Damit die Hirnaktivitäten visualisiert werden können, bedarf es jedoch einer aufwändigen Weiterverarbeitung der Bildinformationen. In der Vergangenheit stellten diese computerbasierten Prozesse noch eine massive Hürde dar. Mittlerweile sind die technischen Bedingungen mehr und mehr erfüllt, um das Verfahren medizinisch sinnvoll zu nutzen. Damit der einzelne Patient allerdings davon profitieren kann, ist noch einiges zu tun.
Beim präoperativen Mapping vor der Resektion von Gehirntumoren ist die fMRT bereits Standard. „Oft wird die Lokalisation von Funktionen wie Motorik oder Sprache durch den Tumor räumlich verlagert“, erklärt PD Dr. Sophia Stöcklein, wissenschaftliche Mitarbeiterin am Institut für Klinische Radiologie der LMU München. „Mithilfe der fMRT lässt sich bestimmen, wo die zuständigen Areale auf dem Cortex verortet sind, indem der Patient entsprechende Aufgaben im Scanner ausführt. Zur operativen Planung können die fMRT-Bilder dann mit den neurochirurgischen Navigationsdatensätzen fusioniert werden, um die funktionstragenden Gehirnareale bei der Tumorresektion so gut wie möglich zu erhalten.“ Unter bestimmten Voraussetzungen kann dadurch beispielsweise eine sogenannte Wach-Kraniotomie, bei der sich der Patient während des Eingriffs im Wachzustand befindet, vermieden werden. Diese stellt für den Patienten eine große Belastung mit entsprechenden Risiken dar.

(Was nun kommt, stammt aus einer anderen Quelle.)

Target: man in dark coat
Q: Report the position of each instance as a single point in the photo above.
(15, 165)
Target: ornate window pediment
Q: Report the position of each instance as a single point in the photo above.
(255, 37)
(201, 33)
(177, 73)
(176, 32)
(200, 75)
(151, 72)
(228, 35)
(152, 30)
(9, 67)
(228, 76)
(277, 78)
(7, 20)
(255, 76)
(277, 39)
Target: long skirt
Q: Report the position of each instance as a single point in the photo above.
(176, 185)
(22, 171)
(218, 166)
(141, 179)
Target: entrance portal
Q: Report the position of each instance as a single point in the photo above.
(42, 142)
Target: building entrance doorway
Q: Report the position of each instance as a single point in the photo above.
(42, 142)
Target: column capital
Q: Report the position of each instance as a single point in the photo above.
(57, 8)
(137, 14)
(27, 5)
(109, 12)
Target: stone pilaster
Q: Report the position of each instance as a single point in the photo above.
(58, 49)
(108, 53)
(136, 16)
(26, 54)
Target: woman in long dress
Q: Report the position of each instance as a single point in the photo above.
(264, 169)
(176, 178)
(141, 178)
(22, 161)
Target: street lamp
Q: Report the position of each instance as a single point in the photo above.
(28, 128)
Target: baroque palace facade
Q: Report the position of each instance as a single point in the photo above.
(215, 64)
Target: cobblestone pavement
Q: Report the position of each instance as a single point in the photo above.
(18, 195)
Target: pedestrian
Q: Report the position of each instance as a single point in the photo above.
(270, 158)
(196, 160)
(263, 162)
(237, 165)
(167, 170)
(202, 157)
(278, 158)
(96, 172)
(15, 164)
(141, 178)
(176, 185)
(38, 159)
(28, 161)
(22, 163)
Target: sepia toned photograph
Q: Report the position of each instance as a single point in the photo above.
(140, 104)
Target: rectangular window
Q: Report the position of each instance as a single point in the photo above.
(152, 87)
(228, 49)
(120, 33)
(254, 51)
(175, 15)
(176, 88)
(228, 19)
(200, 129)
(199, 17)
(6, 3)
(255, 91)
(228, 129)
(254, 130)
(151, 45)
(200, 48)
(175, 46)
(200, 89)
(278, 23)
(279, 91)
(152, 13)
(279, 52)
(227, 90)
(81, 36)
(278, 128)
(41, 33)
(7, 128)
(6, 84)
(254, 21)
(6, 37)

Darüber hinaus sind aber noch weitere Aufgabenfelder für die fMRT denkbar, die weit über die Operationsplanung hinausgehen, berichtet Dr. Stöcklein: „Zurzeit wird viel darüber geforscht, wie man sich die funktionelle Konnektivität der Netzwerke im Gehirn zu Nutze machen kann. Sind beispielsweise die funktionellen Verbindungen des Hippocampus reduziert, kann dies der Hinweis auf eine beginnende Alzheimer-Demenz sein. Diese Veränderungen sind teilweise schon sichtbar, bevor sich morphologische Veränderungen ergeben, und bevor die Symptomatik ausbricht.“ Ähnliches gilt auch für andere psychiatrische Erkrankungen wie Schizophrenie oder Autismus. „Allerdings sind bei vielen dieser psychiatrischen Krankheitsbilder die Faktoren, die zu ihrer Entstehung beitragen, erst teilweise verstanden“, räumt die Radiologin ein. „Das macht es für die Bildgebung schwieriger, weil man die Pathologie nicht klar lokalisieren kann und die Veränderungen der Netzwerke zum Teil viele verschiedene Teile des Gehirns betreffen “ Eindeutiger verhält es sich mit neurologischen Erkrankungen, die sichtbare Läsionen verursachen, wie beispielsweise der Multiplen Sklerose. Ein weiteres spannendes Forschungsfeld stellt zudem die diagnostische Anwendung der fMRT bei Hirntumorpatienten dar. Insbesondere bei hochgradig aggressiven Hirnläsionen sitzen Krebszellen häufig nicht nur im Tumor selbst, sondern haben bereits andere Areale des Gehirns erfasst. Auf morphologischen Sequenzen ist dieser histologisch nachweisbare Krankheitsbefall jedoch nicht erkennbar, auf funktioneller Ebene hingegen schon. Hier könnte die fMRT in Zukunft richtungsweisend für das Therapiemanagement sein.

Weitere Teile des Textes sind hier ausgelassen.